Large anomalous Hall effect in single crystals of the kagome Weyl ferromagnet Fe$_3$Sn

TL;DR

This study combines theoretical and experimental approaches to reveal a large anomalous Hall effect in Fe$_3$Sn, a ferromagnetic kagome metal with Weyl nodes, magnetic order at 725 K, and weak temperature dependence of Hall conductivity.

Contribution

It provides the first comprehensive analysis of the anomalous Hall effect in Fe$_3$Sn, linking experimental measurements with density-functional calculations and Weyl physics.

Findings

Anomalous Hall conductivity of ~500 (Ωcm)^{-1} at room temperature.

Weak temperature dependence of the anomalous Hall effect.

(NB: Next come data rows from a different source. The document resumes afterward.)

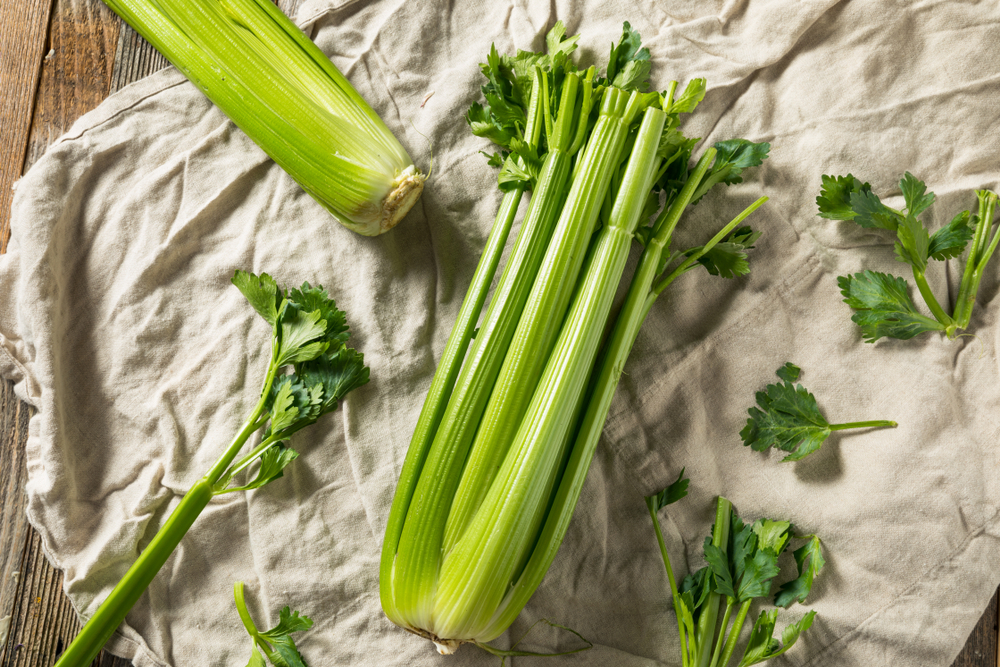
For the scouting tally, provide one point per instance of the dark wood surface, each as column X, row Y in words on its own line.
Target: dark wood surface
column 58, row 60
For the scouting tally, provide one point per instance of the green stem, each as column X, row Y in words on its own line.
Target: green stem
column 241, row 608
column 734, row 634
column 664, row 228
column 878, row 423
column 674, row 593
column 250, row 426
column 979, row 255
column 111, row 613
column 440, row 390
column 730, row 603
column 715, row 240
column 932, row 302
column 253, row 455
column 710, row 612
column 557, row 395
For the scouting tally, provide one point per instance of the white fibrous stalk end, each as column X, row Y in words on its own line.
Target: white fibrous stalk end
column 447, row 646
column 408, row 186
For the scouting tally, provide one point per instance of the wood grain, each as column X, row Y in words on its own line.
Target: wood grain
column 981, row 649
column 76, row 71
column 23, row 34
column 14, row 529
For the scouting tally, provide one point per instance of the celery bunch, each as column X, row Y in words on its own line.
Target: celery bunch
column 514, row 412
column 279, row 88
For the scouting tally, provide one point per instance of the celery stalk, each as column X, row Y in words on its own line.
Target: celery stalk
column 476, row 575
column 278, row 87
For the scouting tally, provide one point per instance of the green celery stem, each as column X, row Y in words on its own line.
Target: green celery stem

Identification of Weyl nodes near the Fermi energy.

Abstract

The material class of kagome metals has rapidly grown and has been established as a field to explore the interplay between electronic topology and magnetism. In this work, we report a combined theoretical and experimental study of the anomalous Hall effect of the ferromagnetic kagome metal Fe$_3$Sn. The compound orders magnetically at 725 K and presents an easy-plane anisotropy. Hall measurements in single crystals below room temperature yield an anomalous Hall conductivity $\sigma_{xy}\sim500\,(\Omega\textrm{cm})^{-1}$, which is found to depend weakly on temperature. This value is in good agreement with the band-intrinsic contribution obtained by density-functional calculations. Our calculations also yield the correct magnetic anisotropy energy and predict the existence of Weyl nodes near the Fermi energy.